Forum Discussion
3 Replies
- JScho6
Occasional Contributor
I tkae it that you did not intend to open a new thread, but wanted to answer yesterday's thread?
Anyway, once the chip is showing this kind of damage, it's dead for good, not way to re-vive it. Did you check the design for use of 5V signals that possibly drive into clamping diodes that you may have switched on by accident?
Jens
- NReddy
New Contributor
Hi Jens,
Thank you for the answer..
You are correct..that I was trying for premier support...so posted it again by mistake..
And Yes I have checked design for 5V tolerent standard and it is designed for 3.3V standard.
And if I am not wrong, if this is due to quartus design issue then problem should be consistent rt...?
Sorry forgot to mention in post...FYI..it is happening only in around 10% of boards i.e 8/80 boards..
- JScho6
Occasional Contributor
If this is only happening on a few boards, then you're probably looking for a different cause. The defect you're describing may be a latch-up, which means that both the push and the pull driver of the CMOS output are driven at the same time, shorting out the IO voltage to GND.
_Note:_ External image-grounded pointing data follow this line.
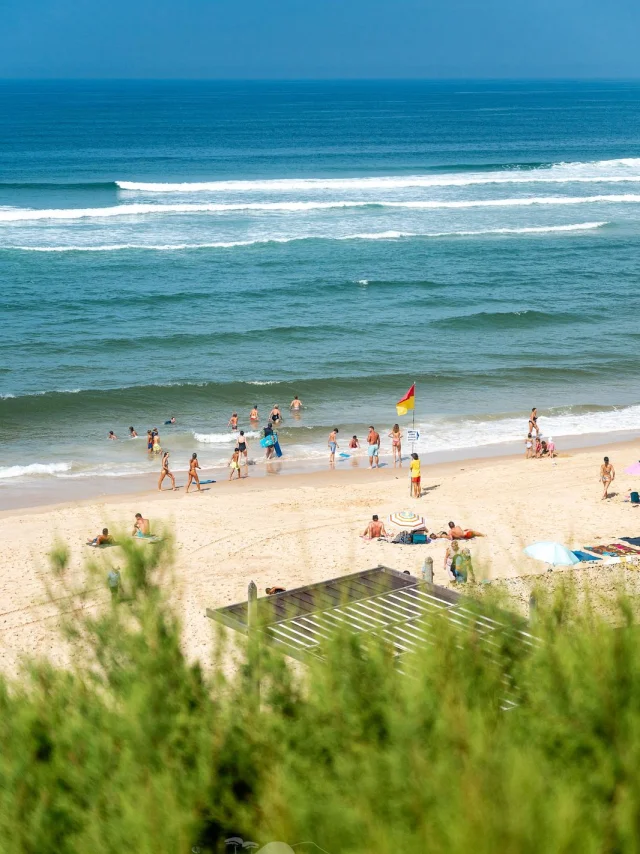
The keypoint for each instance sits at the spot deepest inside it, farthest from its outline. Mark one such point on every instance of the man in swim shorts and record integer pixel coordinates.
(373, 441)
(333, 444)
(141, 527)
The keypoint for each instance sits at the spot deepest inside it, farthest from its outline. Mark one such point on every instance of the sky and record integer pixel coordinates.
(295, 39)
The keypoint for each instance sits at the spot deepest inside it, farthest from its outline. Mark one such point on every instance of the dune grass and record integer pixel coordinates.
(133, 748)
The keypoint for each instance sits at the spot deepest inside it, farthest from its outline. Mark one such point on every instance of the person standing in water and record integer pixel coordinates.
(396, 443)
(333, 444)
(165, 472)
(533, 422)
(194, 465)
(607, 476)
(242, 447)
(276, 415)
(373, 441)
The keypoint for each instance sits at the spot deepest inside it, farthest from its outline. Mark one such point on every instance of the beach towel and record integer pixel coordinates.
(584, 556)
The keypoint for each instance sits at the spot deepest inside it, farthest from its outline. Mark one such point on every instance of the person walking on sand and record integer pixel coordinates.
(607, 476)
(333, 444)
(373, 441)
(414, 466)
(396, 443)
(194, 465)
(165, 472)
(234, 464)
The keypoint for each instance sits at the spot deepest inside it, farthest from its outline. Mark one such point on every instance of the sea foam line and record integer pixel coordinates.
(382, 235)
(558, 173)
(33, 468)
(25, 215)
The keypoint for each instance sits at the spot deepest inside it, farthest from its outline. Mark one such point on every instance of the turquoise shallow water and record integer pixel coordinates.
(192, 249)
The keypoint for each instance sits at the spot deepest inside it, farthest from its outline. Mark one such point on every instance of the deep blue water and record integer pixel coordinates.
(195, 248)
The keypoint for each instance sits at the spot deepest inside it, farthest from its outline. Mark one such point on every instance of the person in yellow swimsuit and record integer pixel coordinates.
(414, 466)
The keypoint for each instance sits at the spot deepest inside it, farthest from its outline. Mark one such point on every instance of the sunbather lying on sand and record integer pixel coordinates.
(455, 532)
(102, 539)
(374, 529)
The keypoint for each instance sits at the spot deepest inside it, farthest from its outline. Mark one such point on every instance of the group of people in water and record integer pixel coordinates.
(535, 446)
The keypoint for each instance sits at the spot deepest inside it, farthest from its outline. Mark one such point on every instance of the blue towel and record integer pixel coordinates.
(585, 556)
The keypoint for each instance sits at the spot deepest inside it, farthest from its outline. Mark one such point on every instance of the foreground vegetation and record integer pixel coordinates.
(132, 748)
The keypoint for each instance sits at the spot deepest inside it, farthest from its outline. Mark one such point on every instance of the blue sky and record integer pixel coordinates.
(319, 38)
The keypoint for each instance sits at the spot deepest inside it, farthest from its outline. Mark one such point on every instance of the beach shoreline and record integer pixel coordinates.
(302, 528)
(50, 492)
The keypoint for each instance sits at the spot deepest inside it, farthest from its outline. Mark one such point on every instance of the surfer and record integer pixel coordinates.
(165, 472)
(194, 465)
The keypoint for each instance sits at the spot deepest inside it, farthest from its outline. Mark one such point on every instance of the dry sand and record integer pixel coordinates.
(293, 530)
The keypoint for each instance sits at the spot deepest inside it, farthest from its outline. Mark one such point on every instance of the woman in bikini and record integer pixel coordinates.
(396, 443)
(194, 465)
(607, 476)
(165, 472)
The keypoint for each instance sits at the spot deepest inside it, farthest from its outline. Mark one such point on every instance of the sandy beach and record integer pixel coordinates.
(303, 528)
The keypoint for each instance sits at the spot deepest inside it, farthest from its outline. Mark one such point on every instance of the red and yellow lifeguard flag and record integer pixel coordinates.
(408, 401)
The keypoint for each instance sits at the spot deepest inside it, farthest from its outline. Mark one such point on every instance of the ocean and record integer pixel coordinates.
(192, 249)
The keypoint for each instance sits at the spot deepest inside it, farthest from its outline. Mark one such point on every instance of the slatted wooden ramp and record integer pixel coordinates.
(378, 603)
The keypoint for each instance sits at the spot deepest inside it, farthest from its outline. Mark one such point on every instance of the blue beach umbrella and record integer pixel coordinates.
(552, 553)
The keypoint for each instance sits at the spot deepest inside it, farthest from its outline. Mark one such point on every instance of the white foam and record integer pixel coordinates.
(33, 468)
(461, 434)
(591, 172)
(24, 215)
(223, 438)
(382, 235)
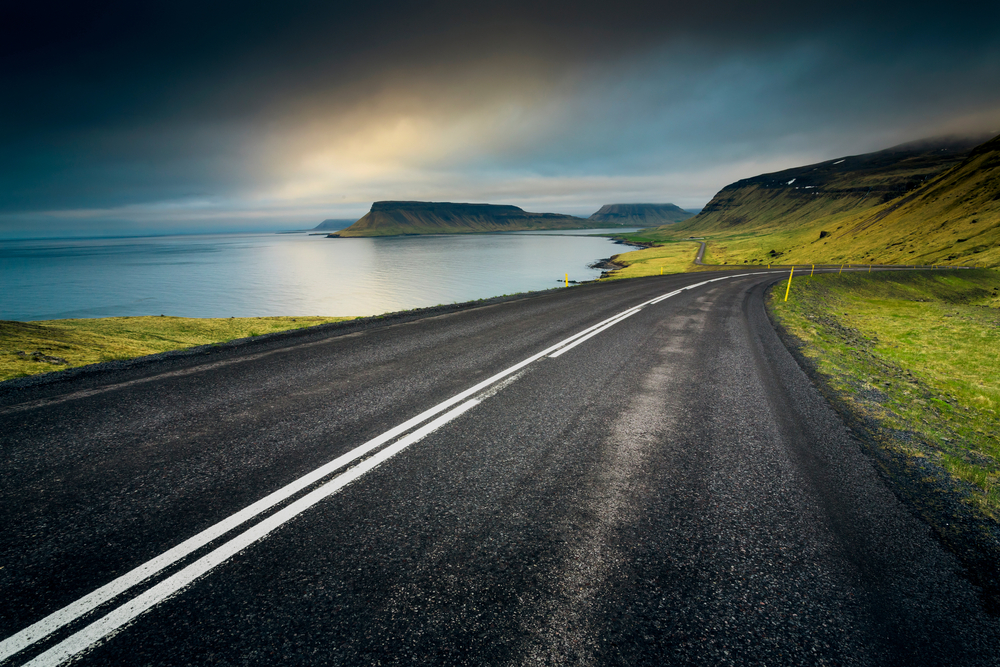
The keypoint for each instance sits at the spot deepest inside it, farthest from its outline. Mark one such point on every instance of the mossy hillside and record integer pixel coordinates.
(946, 212)
(29, 348)
(919, 354)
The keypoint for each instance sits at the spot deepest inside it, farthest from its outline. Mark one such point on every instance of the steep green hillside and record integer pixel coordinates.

I have hardly ever seen this on an FPGA. but I've seen it many times on CPLDs, ever since the AMD MACH series. The most likely cause for a latch-up on CPLDs is power spikes and drops. Check voltage ripple and step response on your regulators. You can always improve step response with a larger cap and lower ESR, but with multiple voltages involved on an FPGA board, you may need to go into deeper analysis for possible cross-regulation problems.